Welcome to Glossographia, a blog dedicated to the interdisciplinary study of language from a social scientific perspective. I am Stephen Chrisomalis, an anthropologist working at Wayne State University in Detroit, Michigan. I will be writing about the intersection of linguistics, archaeology, anthropology, evolutionary theory, cognitive science, epigraphy, literacy studies, and the history of science and mathematics, among other things. While my focus will be academic, I’m aiming to present material that will be accessible and interesting to non-specialists and specialists alike.
My primary research focus is on the anthropology of mathematics, specifically numerical systems. My forthcoming book, A Comparative History of Numerical Notation, is a cross-cultural cognitive history of all attested systems of written numerals from 3500 BCE to the present.
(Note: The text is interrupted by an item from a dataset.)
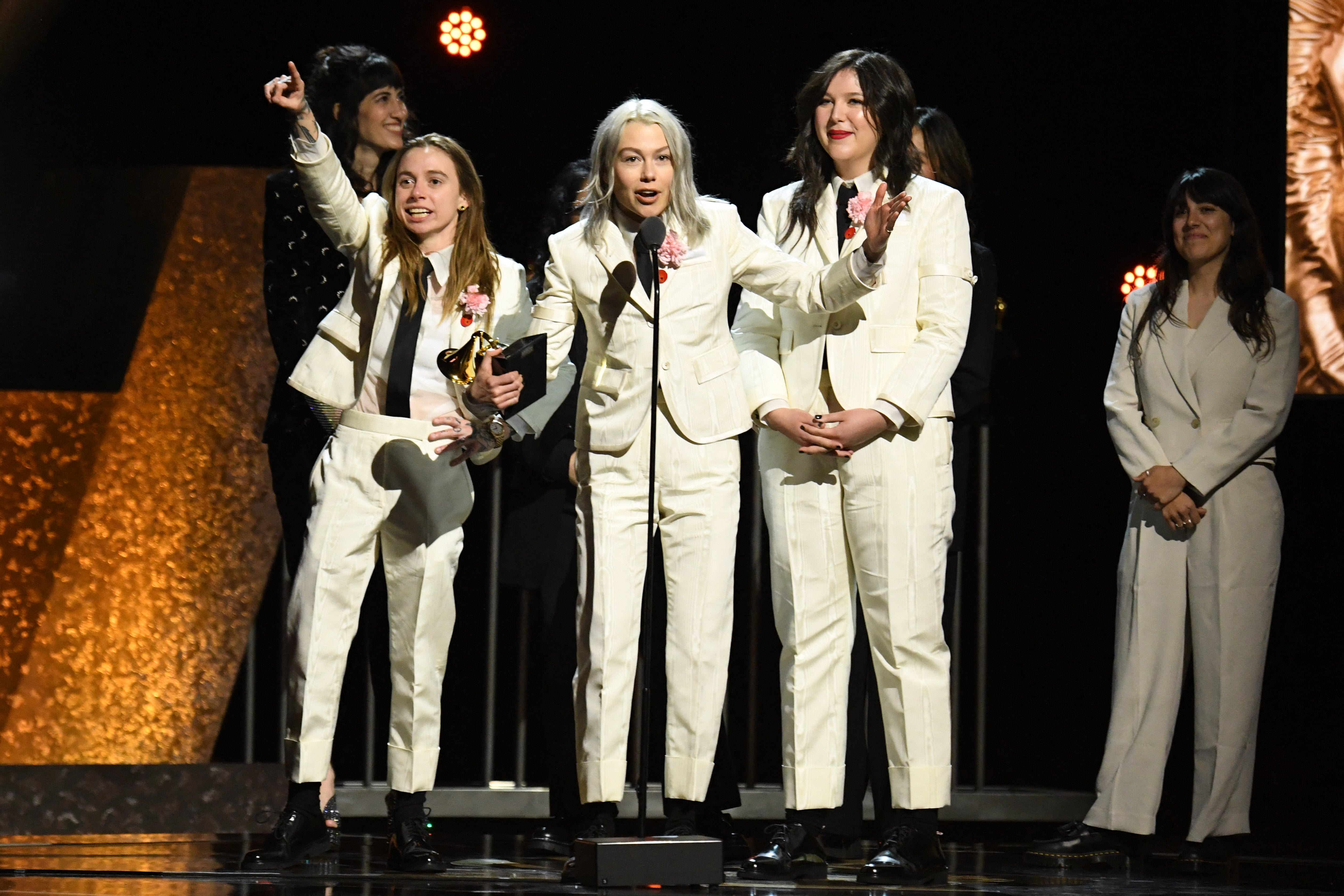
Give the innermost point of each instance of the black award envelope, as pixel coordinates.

It is the sort of work that takes me into cognitive neurolinguistics one day, and Near Eastern epigraphy the next, and I will undoubtedly write about it here.
In my non-professional life I am the creator and maintainer of the Phrontistery, a site dedicated to the love of English lexicography and specifically rare and obscure words. Some of the posts that will appear here over the next few months will be older posts from the Phrontistery, and I will occasionally cross-post material at both sites, but largely the two should remain distinct.
The name of this blog is taken from the title of a dictionary by Thomas Blount (1618-1679), an English antiquarian and philologist. The original Glossographia was one of the first ‘hard words’ dictionaries to reflect a historical perspective on the English language. Blount was a true polymath who also wrote on topics such as ancient folk customs and the history of legal terminology, and it is in that spirit that I begin this namesake project.
While I’m not a great fan of the word ‘blogosphere’, I see academic blogs as a modern, egalitarian equivalent of literary salons – the sort of place where like-minded (and not-so-like-minded) people, regardless of status or profession, can talk about ideas informally and get to meet one another. Please feel free to comment with relevant news, questions, or links of interest. And once again, welcome!